Here in the office, summer is when we try to relax a little, draw breath and catch up with the things for which there isn’t normally time. This year Jennie and Anna are further improving the website and putting on to the index our entire archive of contributions to past issues, so if you are a subscriber, any piece we’ve ever published will soon be available for you to read. Meantime we two will be settling down to some quiet reading in our search for unusual and outstanding memoirs to add to the list of Slightly Foxed Editions. We always welcome your suggestions, so if you have a favourite memoir that is now largely unavailable, do get in touch. There are plenty of forgotten memoirs out there we find, but few have that indefinable voice that makes them unique, and it’s a real joy when we come across one.
This summer’s Slightly Foxed Edition, by our old friend Eric Newby, certainly has that individual voice. Love and War in the Apennines (see p. 13) fills in the part of the Newby story that preceded his marriage to Wanda and his brief career in the fashion business which he described so hilariously in Something Wholesale (SFE No. 41). Here Newby is an escaped prisoner-of-war in the mountainous Apennines after the Italian government’s surrender to the Allies in 1943. Italian peasants risk their lives to shelter him, and it’s here that he first meets Wanda, with whom he falls in love, and whose Slovene family help him to escape. The extraordinary story is told in Newby’s endearingly jaunty style, but there is no question, as he admits, that the trauma of this experience affected him for the rest of his life. A must for Newby fans, and a treat in store for anyone who hasn’t yet encountered him.
We’re also looking forward to sharing with readers young and old the first two of Rosemary Sutcliff’s great quartet of children’s novels set in Roman Britain: The Eagle of the Ninth, The Silver Branch, Frontier Wolf and The Lantern Bearers, some of which have long been difficult to find. Many of you will have read them as children: reading them as adults we found ourselves entirely lost again in the haunting atmosphere Sutcliff summons up of the last days of a great empire in this cold British outpost far from Rome. They bring a lost and fascinating world tangibly alive, and we couldn’t put them down. We’ll be reissuing the first two as SF Cubs this autumn, and the other two in September 2020, and we can take advance orders for all of them now.

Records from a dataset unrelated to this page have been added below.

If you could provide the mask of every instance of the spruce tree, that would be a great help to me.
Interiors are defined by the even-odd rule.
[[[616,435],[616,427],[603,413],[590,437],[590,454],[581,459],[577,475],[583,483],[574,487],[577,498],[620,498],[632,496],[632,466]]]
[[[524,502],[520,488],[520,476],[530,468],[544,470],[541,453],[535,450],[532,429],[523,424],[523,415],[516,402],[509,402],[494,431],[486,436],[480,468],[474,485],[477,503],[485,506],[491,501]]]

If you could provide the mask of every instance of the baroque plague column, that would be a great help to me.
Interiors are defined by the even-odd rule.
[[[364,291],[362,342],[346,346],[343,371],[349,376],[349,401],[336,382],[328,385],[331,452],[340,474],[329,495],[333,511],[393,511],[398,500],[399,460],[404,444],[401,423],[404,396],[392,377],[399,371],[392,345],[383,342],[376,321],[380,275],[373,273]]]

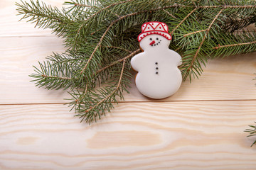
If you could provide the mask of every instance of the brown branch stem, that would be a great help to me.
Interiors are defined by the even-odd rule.
[[[219,49],[222,47],[234,47],[238,45],[250,45],[250,44],[255,44],[256,41],[252,42],[247,42],[244,43],[238,43],[238,44],[232,44],[232,45],[218,45],[218,47],[213,47],[213,49]]]

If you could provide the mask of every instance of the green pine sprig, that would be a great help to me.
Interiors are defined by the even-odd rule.
[[[255,122],[256,123],[256,122]],[[250,128],[252,129],[246,129],[245,130],[245,132],[249,132],[249,135],[247,137],[252,137],[252,136],[256,136],[256,125],[249,125]],[[254,144],[256,144],[256,140],[252,144],[251,147],[252,147]]]
[[[35,67],[36,86],[70,89],[69,106],[87,123],[124,100],[139,53],[141,26],[161,21],[170,48],[182,55],[183,80],[198,78],[209,58],[256,51],[256,33],[238,30],[256,22],[256,2],[247,0],[70,0],[61,10],[38,0],[17,3],[28,21],[64,39],[67,50]]]

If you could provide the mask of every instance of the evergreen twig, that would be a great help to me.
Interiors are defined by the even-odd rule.
[[[35,67],[36,85],[71,89],[69,105],[90,123],[124,100],[132,77],[130,58],[141,50],[141,26],[169,26],[170,48],[182,55],[183,80],[198,77],[210,57],[256,51],[256,2],[246,0],[70,0],[62,10],[39,0],[16,4],[21,19],[50,28],[68,50]],[[235,31],[244,29],[240,34]],[[117,99],[119,98],[119,99]]]

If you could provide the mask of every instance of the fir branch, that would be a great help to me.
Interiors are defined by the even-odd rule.
[[[86,110],[85,113],[90,112],[90,110],[92,110],[92,109],[95,108],[97,106],[98,106],[99,105],[102,103],[104,101],[105,101],[107,99],[108,99],[110,96],[114,95],[116,93],[116,91],[119,89],[119,88],[120,87],[120,84],[121,84],[121,80],[122,80],[122,76],[123,76],[123,74],[124,74],[124,69],[125,62],[126,62],[126,60],[124,60],[123,61],[122,71],[121,71],[121,73],[120,73],[120,77],[119,77],[119,79],[118,81],[118,84],[117,85],[116,89],[111,94],[110,94],[108,96],[107,96],[105,98],[104,98],[102,100],[101,100],[100,102],[97,103],[95,106],[93,106],[92,107],[91,107],[89,109]]]
[[[218,13],[218,14],[215,16],[215,17],[213,18],[213,20],[212,22],[210,23],[209,27],[206,30],[206,33],[205,33],[205,35],[204,35],[204,36],[203,36],[203,40],[202,40],[202,41],[201,42],[201,43],[200,43],[200,45],[199,45],[199,47],[198,47],[198,50],[196,50],[196,54],[194,55],[194,56],[193,56],[191,62],[190,62],[188,68],[186,69],[186,73],[185,74],[185,75],[188,75],[188,73],[190,73],[190,72],[191,72],[191,69],[192,69],[194,68],[194,67],[193,67],[194,62],[195,62],[195,61],[196,61],[196,57],[198,57],[198,54],[199,54],[199,52],[200,52],[200,50],[201,50],[201,47],[202,47],[202,45],[203,45],[204,41],[205,41],[206,39],[206,36],[207,36],[207,35],[208,34],[208,33],[209,33],[209,31],[210,31],[212,26],[213,25],[214,22],[216,21],[216,19],[217,19],[218,17],[220,15],[220,13],[223,12],[223,10],[224,10],[224,8],[222,8],[222,9]],[[198,74],[199,74],[198,72],[198,72]],[[185,78],[186,78],[186,77],[185,76]]]
[[[204,31],[206,31],[206,30],[207,30],[206,29],[206,30],[197,30],[197,31],[190,33],[188,33],[188,34],[184,34],[183,37],[187,37],[187,36],[191,35],[192,34],[204,32]]]
[[[31,2],[33,3],[33,2]],[[70,87],[82,120],[90,123],[110,111],[127,91],[130,58],[139,52],[137,36],[149,21],[166,23],[173,37],[170,48],[183,55],[183,80],[198,77],[209,57],[256,50],[256,33],[238,29],[256,22],[255,1],[71,0],[70,10],[21,1],[23,18],[63,35],[68,50],[48,57],[31,75],[36,85],[48,89]],[[220,17],[221,16],[221,17]]]
[[[234,47],[238,45],[251,45],[251,44],[255,44],[256,41],[252,42],[243,42],[243,43],[238,43],[238,44],[232,44],[232,45],[218,45],[218,47],[213,47],[213,49],[219,49],[222,47]]]
[[[115,62],[110,64],[109,65],[107,65],[107,66],[106,66],[106,67],[103,67],[103,68],[97,70],[97,71],[96,72],[96,74],[99,74],[100,72],[101,72],[107,69],[107,68],[109,68],[109,67],[110,67],[118,63],[118,62],[121,62],[126,61],[126,60],[132,57],[132,56],[134,56],[134,55],[136,55],[137,53],[138,53],[138,52],[140,52],[140,51],[141,51],[141,50],[140,50],[139,48],[137,49],[137,50],[136,50],[135,51],[131,52],[131,53],[130,53],[129,55],[127,55],[127,57],[124,57],[124,58],[122,58],[122,59],[120,59],[120,60],[117,60],[117,61],[115,61]]]
[[[178,25],[177,26],[171,30],[170,33],[171,35],[173,35],[174,31],[186,20],[194,11],[196,11],[198,8],[196,8],[193,10],[192,10]]]
[[[64,76],[48,76],[45,74],[42,74],[41,76],[45,78],[50,78],[50,79],[66,79],[66,80],[71,80],[72,78],[70,77],[64,77]]]
[[[167,11],[166,10],[165,10],[165,9],[163,9],[163,11],[164,11],[164,12],[166,12],[168,15],[169,15],[170,16],[171,16],[172,18],[177,18],[176,17],[175,17],[174,15],[172,15],[171,13],[169,13],[169,11]]]
[[[76,40],[78,37],[78,35],[82,29],[82,27],[85,26],[85,25],[86,24],[86,21],[91,19],[92,18],[93,18],[94,16],[97,16],[97,14],[99,14],[100,12],[102,12],[102,11],[104,10],[107,10],[107,8],[110,8],[110,7],[112,7],[114,6],[116,6],[116,5],[119,5],[119,4],[124,4],[124,3],[127,3],[127,2],[129,2],[129,1],[134,1],[134,0],[127,0],[125,1],[121,1],[121,2],[119,2],[119,3],[115,3],[115,4],[110,4],[105,8],[101,8],[100,10],[99,10],[98,11],[97,11],[95,13],[91,15],[89,18],[86,18],[82,24],[81,24],[81,26],[79,27],[78,30],[78,32],[75,35],[75,43],[74,43],[74,47],[75,46],[75,42],[76,42]]]
[[[255,123],[256,123],[256,122]],[[249,125],[249,127],[252,128],[252,129],[246,129],[245,130],[245,132],[249,132],[250,134],[247,135],[247,137],[256,136],[256,125]],[[254,144],[256,144],[256,140],[250,147],[252,147]]]

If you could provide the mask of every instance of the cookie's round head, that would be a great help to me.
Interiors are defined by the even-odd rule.
[[[161,22],[148,22],[142,26],[138,41],[142,50],[169,47],[171,40],[168,26]]]

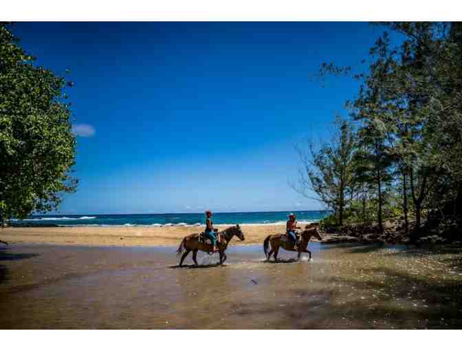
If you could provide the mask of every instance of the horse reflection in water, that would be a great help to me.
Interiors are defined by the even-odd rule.
[[[279,252],[279,248],[281,247],[287,251],[298,252],[298,255],[297,256],[297,259],[300,259],[302,253],[308,253],[309,255],[309,259],[311,259],[311,252],[308,251],[307,248],[308,243],[313,237],[318,240],[322,240],[322,237],[318,231],[317,223],[311,223],[311,224],[307,224],[305,227],[305,230],[300,234],[300,242],[297,245],[296,248],[294,248],[294,243],[288,240],[287,234],[285,233],[268,235],[263,242],[263,251],[266,256],[266,260],[269,261],[270,257],[271,257],[271,255],[274,253],[274,261],[278,261],[278,253]],[[268,252],[270,245],[271,249],[270,250],[270,252]]]
[[[241,241],[245,240],[244,233],[239,224],[230,226],[217,234],[217,239],[218,240],[217,246],[218,247],[218,251],[220,254],[220,262],[219,265],[223,264],[226,260],[227,257],[225,251],[228,248],[228,244],[234,235],[239,237]],[[199,233],[195,233],[194,234],[185,237],[179,244],[178,250],[177,250],[177,255],[182,254],[179,266],[181,267],[183,265],[183,261],[186,258],[186,256],[188,256],[190,251],[192,251],[192,260],[194,261],[194,263],[199,266],[199,264],[197,263],[197,251],[200,250],[201,251],[208,253],[210,252],[212,248],[213,247],[211,244],[206,244],[199,240]]]

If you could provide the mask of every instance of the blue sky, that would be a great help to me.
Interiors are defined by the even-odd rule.
[[[16,23],[37,64],[71,70],[78,191],[62,213],[322,209],[289,186],[294,145],[327,140],[358,89],[366,23]]]

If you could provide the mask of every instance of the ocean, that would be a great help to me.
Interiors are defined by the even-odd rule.
[[[328,215],[329,211],[293,211],[298,222],[316,222]],[[214,213],[215,224],[284,224],[289,211],[234,212]],[[162,213],[129,215],[32,215],[24,220],[12,220],[13,225],[41,226],[199,226],[204,225],[204,213]]]

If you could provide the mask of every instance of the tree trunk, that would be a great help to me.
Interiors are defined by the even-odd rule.
[[[377,220],[379,222],[379,231],[382,233],[384,231],[384,224],[382,218],[382,178],[380,177],[380,170],[378,167],[377,168],[377,187],[379,198],[379,209],[377,213]]]
[[[417,234],[420,231],[420,223],[421,222],[421,204],[420,201],[415,203],[415,226],[414,231]]]
[[[408,186],[406,170],[403,171],[403,212],[404,213],[404,231],[409,231],[409,220],[408,219]]]
[[[366,194],[362,196],[362,223],[366,223]]]

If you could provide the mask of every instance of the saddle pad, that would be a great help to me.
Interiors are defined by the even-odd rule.
[[[206,244],[212,245],[212,240],[210,240],[210,239],[204,237],[204,233],[201,233],[199,235],[199,242],[203,242],[204,244]]]

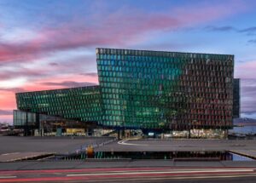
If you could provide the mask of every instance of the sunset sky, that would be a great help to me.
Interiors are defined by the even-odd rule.
[[[1,0],[0,122],[15,92],[97,83],[96,48],[235,54],[256,118],[256,1]]]

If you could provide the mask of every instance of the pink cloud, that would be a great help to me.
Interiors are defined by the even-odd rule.
[[[256,61],[237,64],[235,70],[236,77],[240,78],[256,78]]]
[[[241,1],[227,1],[170,9],[166,13],[141,13],[121,9],[105,17],[84,22],[78,17],[56,27],[44,27],[23,43],[0,44],[1,61],[26,61],[56,50],[79,47],[125,46],[150,38],[151,31],[170,31],[229,16],[247,7]]]

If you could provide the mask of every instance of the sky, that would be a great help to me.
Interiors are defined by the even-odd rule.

On 15 June our eighth podcast, in which we’ll be discussing the art of travel writing, will be available – like the previous seven – via our website, or any other means you choose. We’re delighted that so many of you have written to tell us how much you enjoy the podcasts. After initial nerves at actually being ‘on air’ we are enjoying them too, opening another window between us and you, and introducing you to more of the life of Slightly Foxed and the people who contribute to it. We hope the podcasts will introduce some new readers to SF too, so if you are enjoying them, please do put the word about.

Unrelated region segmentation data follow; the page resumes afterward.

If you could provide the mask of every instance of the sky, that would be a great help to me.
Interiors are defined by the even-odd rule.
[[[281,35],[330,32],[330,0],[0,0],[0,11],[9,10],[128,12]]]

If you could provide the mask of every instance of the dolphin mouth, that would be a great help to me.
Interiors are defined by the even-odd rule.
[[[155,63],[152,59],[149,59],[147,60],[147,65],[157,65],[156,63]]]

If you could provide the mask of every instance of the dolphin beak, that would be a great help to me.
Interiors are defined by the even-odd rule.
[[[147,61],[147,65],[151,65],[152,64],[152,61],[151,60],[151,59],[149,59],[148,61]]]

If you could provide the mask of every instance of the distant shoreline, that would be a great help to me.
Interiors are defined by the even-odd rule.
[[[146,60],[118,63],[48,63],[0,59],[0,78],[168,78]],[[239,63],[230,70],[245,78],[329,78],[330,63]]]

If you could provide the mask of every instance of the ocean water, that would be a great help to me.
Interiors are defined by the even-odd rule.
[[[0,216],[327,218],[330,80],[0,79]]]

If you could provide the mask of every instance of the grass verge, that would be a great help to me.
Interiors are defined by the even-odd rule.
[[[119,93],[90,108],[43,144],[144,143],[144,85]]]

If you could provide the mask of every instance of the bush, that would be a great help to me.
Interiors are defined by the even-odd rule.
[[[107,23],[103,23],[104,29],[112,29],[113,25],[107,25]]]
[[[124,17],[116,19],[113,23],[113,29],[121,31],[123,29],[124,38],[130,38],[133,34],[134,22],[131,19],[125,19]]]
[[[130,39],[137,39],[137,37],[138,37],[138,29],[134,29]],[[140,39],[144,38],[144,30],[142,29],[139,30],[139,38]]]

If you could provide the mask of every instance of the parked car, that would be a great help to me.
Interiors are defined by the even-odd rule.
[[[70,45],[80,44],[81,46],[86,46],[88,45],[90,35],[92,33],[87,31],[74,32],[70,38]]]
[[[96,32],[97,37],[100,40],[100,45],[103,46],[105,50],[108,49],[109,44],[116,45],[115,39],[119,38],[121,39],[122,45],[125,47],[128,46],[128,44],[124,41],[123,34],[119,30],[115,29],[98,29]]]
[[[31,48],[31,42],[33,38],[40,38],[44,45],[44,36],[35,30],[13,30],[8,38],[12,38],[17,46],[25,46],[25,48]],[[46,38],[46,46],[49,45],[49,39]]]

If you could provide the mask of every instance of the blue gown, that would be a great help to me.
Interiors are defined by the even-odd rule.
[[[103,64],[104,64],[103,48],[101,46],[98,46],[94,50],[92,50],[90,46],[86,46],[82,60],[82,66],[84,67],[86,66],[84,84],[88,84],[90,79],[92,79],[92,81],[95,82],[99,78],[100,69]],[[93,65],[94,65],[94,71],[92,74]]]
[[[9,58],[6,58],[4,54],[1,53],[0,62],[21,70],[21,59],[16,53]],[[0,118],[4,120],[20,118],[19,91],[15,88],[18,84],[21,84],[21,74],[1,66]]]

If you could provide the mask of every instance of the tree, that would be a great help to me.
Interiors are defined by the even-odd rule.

A new batch of our popular clothbound SF notebooks is also now available. There is a choice of two colours, our attractive signature duck-egg blue and an elegant pale mushroom. They both come, as before, in two sizes: the larger one the size of Slightly Foxed itself, and the smaller the size of the Slightly Foxed Editions.
And finally, congratulations to the winner of our writers’ competition T. M. Delaney who lives in Orkney. He will receive a prize of £250, and we look forward to publishing his piece soon.